I encountered an app from a fortune 100 company that is used for downloading several hundred megabytes of pricing information. We'd check for updates to that data by executing HEAD requests fairly regularly until the modified date changed. It turns out that this request would actually make back end calls to generate this list every time we made the request which involved gigabytes of data on their back end and xfer it between several internal servers. They weren't terribly happy with us but once we explained the use case they quickly came up with an alternate solution. If they had implemented HEAD, rather than relying on their web server to fake it, it would not have been an issue.

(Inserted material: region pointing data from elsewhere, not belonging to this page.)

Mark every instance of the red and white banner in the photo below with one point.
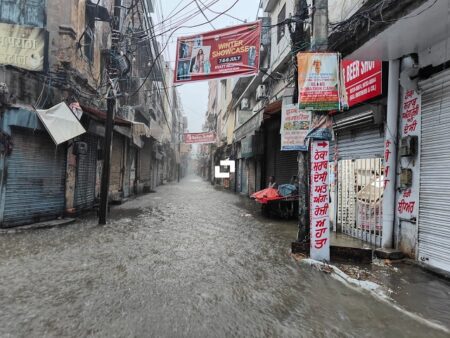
(362, 80)
(200, 138)
(319, 201)
(217, 54)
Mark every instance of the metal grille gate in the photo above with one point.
(434, 195)
(360, 194)
(86, 174)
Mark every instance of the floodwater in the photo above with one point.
(187, 261)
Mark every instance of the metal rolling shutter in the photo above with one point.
(117, 165)
(287, 166)
(35, 181)
(251, 176)
(367, 142)
(86, 174)
(434, 196)
(238, 175)
(145, 159)
(272, 137)
(244, 177)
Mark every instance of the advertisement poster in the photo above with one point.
(318, 81)
(295, 124)
(200, 138)
(408, 199)
(362, 79)
(22, 47)
(217, 54)
(319, 201)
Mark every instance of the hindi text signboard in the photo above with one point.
(318, 81)
(363, 80)
(295, 124)
(319, 201)
(200, 138)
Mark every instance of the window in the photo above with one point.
(281, 27)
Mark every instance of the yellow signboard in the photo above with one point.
(22, 46)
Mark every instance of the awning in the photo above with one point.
(156, 131)
(249, 127)
(272, 108)
(19, 116)
(61, 123)
(125, 131)
(101, 115)
(139, 129)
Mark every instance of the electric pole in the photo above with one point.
(107, 150)
(109, 124)
(319, 42)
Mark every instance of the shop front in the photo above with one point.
(434, 195)
(358, 153)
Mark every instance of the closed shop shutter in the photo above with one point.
(35, 179)
(251, 176)
(244, 176)
(287, 166)
(258, 175)
(434, 203)
(272, 141)
(86, 174)
(144, 163)
(238, 175)
(117, 165)
(367, 142)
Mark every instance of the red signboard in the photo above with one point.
(202, 138)
(222, 53)
(363, 80)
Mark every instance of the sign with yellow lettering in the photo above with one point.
(222, 53)
(22, 47)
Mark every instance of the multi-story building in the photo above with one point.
(73, 52)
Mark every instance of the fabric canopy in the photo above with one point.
(61, 123)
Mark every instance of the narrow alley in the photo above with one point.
(189, 261)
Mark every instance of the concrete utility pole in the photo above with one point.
(106, 160)
(319, 42)
(109, 125)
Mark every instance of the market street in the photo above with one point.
(188, 261)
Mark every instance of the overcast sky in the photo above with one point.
(194, 96)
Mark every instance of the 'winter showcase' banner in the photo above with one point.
(200, 138)
(318, 81)
(295, 124)
(217, 54)
(319, 201)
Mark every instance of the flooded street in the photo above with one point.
(187, 261)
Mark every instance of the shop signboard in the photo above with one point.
(227, 52)
(318, 81)
(363, 80)
(200, 138)
(247, 146)
(319, 201)
(22, 46)
(295, 124)
(248, 127)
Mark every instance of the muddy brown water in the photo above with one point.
(187, 261)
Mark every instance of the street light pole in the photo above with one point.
(106, 160)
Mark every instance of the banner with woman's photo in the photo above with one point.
(222, 53)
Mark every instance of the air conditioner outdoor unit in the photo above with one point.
(261, 92)
(245, 104)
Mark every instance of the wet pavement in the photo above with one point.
(187, 261)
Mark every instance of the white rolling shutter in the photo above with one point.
(434, 198)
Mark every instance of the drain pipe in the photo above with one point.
(390, 155)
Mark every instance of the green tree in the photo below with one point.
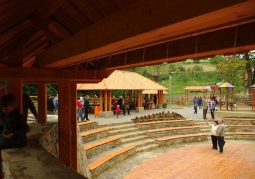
(217, 59)
(231, 70)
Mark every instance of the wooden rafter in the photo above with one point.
(101, 39)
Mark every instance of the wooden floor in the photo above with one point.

If my memory doesn't fails me doing a HEAD request in CURL changes the HTTP protocol version to 1.0 (which is slow and probably the guilty part here) try changing that to:
$ch = curl_init();
curl_setopt ($ch, CURLOPT_RETURNTRANSFER, 1);
curl_setopt ($ch, CURLOPT_URL, $url);
curl_setopt ($ch, CURLOPT_CONNECTTIMEOUT, 20);
curl_setopt ($ch, CURLOPT_USERAGENT, $_SERVER['HTTP_USER_AGENT']);
// Only calling the head
curl_setopt($ch, CURLOPT_HEADER, true); // header will be at output
curl_setopt($ch, CURLOPT_CUSTOMREQUEST, 'HEAD'); // HTTP request is 'HEAD'
curl_setopt($ch, CURLOPT_HTTP_VERSION, CURL_HTTP_VERSION_1_1); // ADD THIS
$content = curl_exec ($ch);
curl_close ($ch);
I used the below function to find out the redirected URL.
$head = get_headers($url, 1);
The second argument makes it return an array with keys. For e.g. the below will give the Location value.
$head["Location"]
http://php.net/manual/en/function.get-headers.php
This:
curl_setopt($ch, CURLOPT_HTTP_VERSION, CURL_HTTP_VERSION_1_1);
I wasn't trying to get headers.
I was just trying to make the page load of some data not take 2 minutes similar to described above.
That magical little options has dropped it down to 2 seconds.